If enough people wanted these things, they would get them - any idea that enough people want will be supported by the Democrats or Republicans (or both). Third parties are pushing for things that most people don’t want - they want to ban abortions, legalize marijuana, abolish income tax, confiscate all firearms, and put landmines along the Mexican border. None of their ideas has approval by a majority. But they don’t care if the majority doesn’t agree with them - they know they’re right - so we should rewrite the Constitution so they can get elected anyway even though the majority of people don’t want them in power. They’re saying that because they can’t get 51% of the votes, we should invent a system that lets them get elected with 5% of the votes.
Well the classic (literally) example is the collapse of the Roman Republic…
You had a situation where the body politic became ever more divided between conservatives and reformers. Opponents of reform became more and more vehement, resorting to ever more desperate means to stifle reform (and all the while the need for reform became ever more pressing).
Eventually the democratic principles of the republic were discarded one by one, and politics became more and more violent, ultimately ending in out-right civil war.
Nonsense; the public option being a recent example. If the party leadership of both parties doesn’t want something to happen, it won’t happen no matter how popular it is because there’s no practical alternative to them. We have a very narrow spectrum of allowed political positions in this country.
It’s called “being allowed to have a say”. I doubt it’s a coincidence that we also have a low voting turnout; most people are effectively disenfranchised. Their views aren’t even going to be brought up for consideration, much less a vote.
That’s not necessarily correct.
The UK uses “first past the post”, Australia uses preferential voting or “IRV”. In the context of a single member electorate, both are winner takes all, but how the winner is determined is obviously different. Both place significant impediments for a third party candidate to win an electorate, but even more on a third party winning sufficient electorates for a say in government.
Conversely if you have a form of proportional representation then you do have a mechanism that encourages multiplicity of parties.
An extreme version of this became known at the NSW ‘tablecloth’ election in 1999. To elect each of the 21 members required a quota of only 4.55% of the roughly 4 million eligible voters. The prospect became a ‘micro’ party picnic. A total of 264 candidates representing 80 parties or groups creating a ballot paper one metre wide by 700mm deep. As a result of Byzantine web of truely machiavellian alliances, support and preference deals the last seat in the Legislative Council was won by Malcolm Jones of the Outdoor Recreation Party who won only 0.2% of the primary vote.
The Australian Democrats have a 30 year history and have waxed and waned through that time. They are moribund at the moment. They have periodically held over 10% of the national vote, and in pockets they have held well over 30%. But they have only held one lower house seat in either the Federal or 6 state parliaments. (Mitcham, SA '77-'83) under preferential voting.

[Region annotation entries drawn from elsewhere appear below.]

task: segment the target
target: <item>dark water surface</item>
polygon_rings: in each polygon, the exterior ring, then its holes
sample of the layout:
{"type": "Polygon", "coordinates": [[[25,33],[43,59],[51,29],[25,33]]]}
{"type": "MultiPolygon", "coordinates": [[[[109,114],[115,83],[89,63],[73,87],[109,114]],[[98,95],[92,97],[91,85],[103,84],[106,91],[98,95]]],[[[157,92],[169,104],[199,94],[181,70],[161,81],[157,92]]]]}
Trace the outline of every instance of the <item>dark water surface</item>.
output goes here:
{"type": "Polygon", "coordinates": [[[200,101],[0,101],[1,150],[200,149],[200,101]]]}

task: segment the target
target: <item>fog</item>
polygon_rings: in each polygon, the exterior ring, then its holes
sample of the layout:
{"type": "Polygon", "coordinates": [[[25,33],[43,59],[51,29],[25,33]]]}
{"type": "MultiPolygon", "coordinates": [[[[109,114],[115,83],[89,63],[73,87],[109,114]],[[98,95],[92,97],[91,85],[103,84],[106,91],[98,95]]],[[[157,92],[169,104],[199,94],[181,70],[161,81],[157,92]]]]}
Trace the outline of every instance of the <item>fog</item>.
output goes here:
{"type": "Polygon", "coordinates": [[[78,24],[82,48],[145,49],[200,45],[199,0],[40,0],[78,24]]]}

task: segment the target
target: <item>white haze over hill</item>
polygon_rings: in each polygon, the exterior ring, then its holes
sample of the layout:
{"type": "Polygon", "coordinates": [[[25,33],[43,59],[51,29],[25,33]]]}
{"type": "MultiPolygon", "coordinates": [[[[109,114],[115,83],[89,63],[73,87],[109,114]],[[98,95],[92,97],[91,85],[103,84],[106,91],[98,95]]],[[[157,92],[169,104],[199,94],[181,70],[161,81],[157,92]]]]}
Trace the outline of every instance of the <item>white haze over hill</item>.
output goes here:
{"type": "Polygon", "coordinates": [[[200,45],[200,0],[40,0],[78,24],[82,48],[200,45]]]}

However, in the upper houses, with proportional representation they often held representation well above their voting mandate. The corrollary of this is that you must accept at times a minority party holding the balance of power over the majority.
There’s a big difference between being allowed to say something and being allowed to give orders. People should have the widest possible latitude on expressing their opinions and the narrowest possible latitude on imposing them on others.
I say the reason a lot of people don’t vote is because they’re happy with the way things are. They don’t feel their views are being ignored; they feel they’ve been embraced by the two mainstream parties. And they’re right - that’s why the two big parties are the mainstream parties.
No, they are wrong if they believe that, and I don’t think they do in the first place.
But I thought that the goal of a proportional system was to give a party with 1% of the vote… 1% of the power, not 45%?
Which definitely makes you a “glass half full” kinda guy!
I fear you are mistaken.
I know of no person who ever says they aren’t voting for that reason. I have seen cited that their vote won’t make a difference, or that they don’t want to have to vote for the lesser of two evils.
So… in this particular case, the “High” were the establishment Republicans. I figure the “Low” were nutcases and bigots and such who contributed a lot of energy and money to the party, keeping the High in office. Somewhere along the way a “Middle” formed of people who broke off from the High, as well as some grassroots people who elevated themselves out of the Low, and said they would better serve the interests of the Low. Helped along by Fox News with a lot of chest-beating anti-intellectual populist cheerleading…
…anyway, I’m sure there’s an analogy in here somewhere.